Last week, Valve brought us some big news regarding Steam Greenlight: they’re planning on getting rid of Greenlight “in the next few months” to make way for a new system called Steam Direct. Personally I think Direct seems like a reasonable move to fight the waves of shovelware that have been pouring through Greenlight for the past few years, but it will also most likely have a major impact on small indie devs like me. Developers will be required to pay a fixed fee for each game they submit through Steam Direct, and while the fee apparently hasn’t been set in stone yet, there have been discussions of a price from $100 to as high as $5000. If they end up going with a fee at the higher end of the spectrum, it will be a major setback to Barotrauma and my meager student budget. So, I thought it might be a good idea to try and get the game greenlit while it’s still possible!
Tl;dr: Barotrauma is now on Steam Greenlight!

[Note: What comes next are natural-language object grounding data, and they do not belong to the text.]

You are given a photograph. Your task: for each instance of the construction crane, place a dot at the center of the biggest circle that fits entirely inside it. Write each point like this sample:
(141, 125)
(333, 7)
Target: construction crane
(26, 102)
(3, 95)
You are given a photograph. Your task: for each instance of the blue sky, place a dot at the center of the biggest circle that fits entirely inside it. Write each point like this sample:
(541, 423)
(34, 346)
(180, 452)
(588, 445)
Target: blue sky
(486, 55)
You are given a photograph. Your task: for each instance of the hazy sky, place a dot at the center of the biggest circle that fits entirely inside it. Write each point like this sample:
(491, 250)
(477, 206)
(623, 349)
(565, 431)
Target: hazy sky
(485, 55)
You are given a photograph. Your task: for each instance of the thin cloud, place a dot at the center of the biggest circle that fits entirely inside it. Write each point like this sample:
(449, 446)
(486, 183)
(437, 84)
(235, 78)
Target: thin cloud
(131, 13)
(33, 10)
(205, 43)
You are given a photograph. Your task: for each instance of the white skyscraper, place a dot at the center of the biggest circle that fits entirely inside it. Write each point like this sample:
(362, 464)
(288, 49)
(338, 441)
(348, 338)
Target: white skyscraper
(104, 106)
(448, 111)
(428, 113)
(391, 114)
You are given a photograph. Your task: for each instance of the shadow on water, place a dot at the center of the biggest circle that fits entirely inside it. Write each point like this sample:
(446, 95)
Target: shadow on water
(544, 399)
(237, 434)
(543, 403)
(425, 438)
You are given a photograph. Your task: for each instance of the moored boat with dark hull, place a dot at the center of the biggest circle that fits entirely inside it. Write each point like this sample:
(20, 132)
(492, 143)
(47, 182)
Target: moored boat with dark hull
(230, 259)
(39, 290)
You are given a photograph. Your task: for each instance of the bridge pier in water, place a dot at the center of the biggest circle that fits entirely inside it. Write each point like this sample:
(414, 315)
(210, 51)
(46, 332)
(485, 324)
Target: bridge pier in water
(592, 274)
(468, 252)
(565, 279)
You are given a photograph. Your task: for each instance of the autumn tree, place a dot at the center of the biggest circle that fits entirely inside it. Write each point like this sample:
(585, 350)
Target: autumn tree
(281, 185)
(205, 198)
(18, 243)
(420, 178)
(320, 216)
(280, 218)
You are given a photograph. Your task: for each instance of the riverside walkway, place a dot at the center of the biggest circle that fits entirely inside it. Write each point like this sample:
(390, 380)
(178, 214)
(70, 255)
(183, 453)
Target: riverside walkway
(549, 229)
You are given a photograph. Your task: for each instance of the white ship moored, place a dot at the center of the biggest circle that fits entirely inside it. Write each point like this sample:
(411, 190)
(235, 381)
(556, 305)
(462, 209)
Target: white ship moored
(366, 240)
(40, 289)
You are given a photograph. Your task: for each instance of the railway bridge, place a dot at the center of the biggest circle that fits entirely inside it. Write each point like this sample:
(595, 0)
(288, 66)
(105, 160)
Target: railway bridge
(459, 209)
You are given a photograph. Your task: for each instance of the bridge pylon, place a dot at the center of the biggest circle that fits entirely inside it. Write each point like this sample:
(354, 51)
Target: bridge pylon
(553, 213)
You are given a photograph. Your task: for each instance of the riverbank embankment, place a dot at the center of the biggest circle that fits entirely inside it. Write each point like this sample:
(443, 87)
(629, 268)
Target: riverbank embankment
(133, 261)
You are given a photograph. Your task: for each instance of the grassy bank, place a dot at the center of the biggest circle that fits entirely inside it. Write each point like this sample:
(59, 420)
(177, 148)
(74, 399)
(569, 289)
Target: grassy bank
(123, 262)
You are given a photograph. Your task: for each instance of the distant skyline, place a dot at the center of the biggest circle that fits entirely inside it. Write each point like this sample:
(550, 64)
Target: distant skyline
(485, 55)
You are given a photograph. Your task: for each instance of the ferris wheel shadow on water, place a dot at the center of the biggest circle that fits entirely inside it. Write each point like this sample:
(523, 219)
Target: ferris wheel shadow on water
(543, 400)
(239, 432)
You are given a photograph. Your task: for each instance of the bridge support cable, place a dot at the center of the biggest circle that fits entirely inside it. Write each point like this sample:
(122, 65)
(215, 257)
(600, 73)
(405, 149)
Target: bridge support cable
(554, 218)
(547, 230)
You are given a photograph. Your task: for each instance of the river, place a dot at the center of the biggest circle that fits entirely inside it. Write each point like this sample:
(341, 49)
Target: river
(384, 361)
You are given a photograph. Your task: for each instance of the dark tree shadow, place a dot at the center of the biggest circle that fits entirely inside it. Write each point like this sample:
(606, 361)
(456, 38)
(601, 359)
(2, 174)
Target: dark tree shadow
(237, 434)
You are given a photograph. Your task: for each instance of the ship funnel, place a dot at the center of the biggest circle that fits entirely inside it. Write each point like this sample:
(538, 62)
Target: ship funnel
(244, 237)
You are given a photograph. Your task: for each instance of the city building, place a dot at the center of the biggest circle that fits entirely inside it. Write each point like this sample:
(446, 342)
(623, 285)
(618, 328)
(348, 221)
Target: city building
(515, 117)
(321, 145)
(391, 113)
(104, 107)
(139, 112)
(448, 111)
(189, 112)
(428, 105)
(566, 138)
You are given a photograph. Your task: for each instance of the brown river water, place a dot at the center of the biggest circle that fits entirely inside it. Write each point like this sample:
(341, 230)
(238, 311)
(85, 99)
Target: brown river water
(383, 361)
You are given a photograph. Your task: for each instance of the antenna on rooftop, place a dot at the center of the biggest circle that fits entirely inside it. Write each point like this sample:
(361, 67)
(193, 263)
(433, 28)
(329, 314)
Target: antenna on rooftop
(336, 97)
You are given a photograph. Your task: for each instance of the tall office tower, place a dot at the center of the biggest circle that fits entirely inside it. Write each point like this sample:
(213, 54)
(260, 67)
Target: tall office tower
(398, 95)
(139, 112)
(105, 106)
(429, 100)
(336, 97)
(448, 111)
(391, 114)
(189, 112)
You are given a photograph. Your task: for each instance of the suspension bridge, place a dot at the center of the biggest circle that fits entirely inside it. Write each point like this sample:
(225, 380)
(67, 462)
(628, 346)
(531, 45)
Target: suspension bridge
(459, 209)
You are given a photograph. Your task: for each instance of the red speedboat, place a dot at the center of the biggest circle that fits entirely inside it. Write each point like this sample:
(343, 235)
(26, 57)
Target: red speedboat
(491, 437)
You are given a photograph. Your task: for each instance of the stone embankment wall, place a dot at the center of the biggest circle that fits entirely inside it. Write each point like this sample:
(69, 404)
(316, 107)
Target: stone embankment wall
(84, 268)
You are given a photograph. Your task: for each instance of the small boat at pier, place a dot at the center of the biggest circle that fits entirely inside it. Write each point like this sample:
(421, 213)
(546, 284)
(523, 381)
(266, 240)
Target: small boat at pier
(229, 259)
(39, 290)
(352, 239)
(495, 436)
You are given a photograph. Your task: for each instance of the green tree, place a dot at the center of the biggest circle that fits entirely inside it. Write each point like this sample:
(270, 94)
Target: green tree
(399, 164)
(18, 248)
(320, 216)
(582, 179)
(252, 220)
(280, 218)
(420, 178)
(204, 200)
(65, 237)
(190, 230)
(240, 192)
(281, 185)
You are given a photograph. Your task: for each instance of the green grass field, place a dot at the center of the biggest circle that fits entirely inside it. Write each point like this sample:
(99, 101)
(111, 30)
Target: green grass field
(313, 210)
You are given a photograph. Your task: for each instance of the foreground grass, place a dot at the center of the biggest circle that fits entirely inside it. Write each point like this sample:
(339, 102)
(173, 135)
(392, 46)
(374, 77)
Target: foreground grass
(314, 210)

In other news, despite the recent lack of updates we’ve made quite a bit of progress with Barotrauma. We’ve mostly been focusing on rewriting the networking code from pretty much scratch in order to get the multiplayer smoother and less vulnerable to hackers and fix to the desync issues the game’s been experiencing since the very first versions. The netcode is starting to be in a pretty good shape: less desync, less teleporting characters, proper authoritative servers and all in all everything is much more robust. We’ve still got a few features to reimplement, some issues to iron out and a lot of testing ahead of us, but we’re not that far away from being able to release at least a test version of some sort.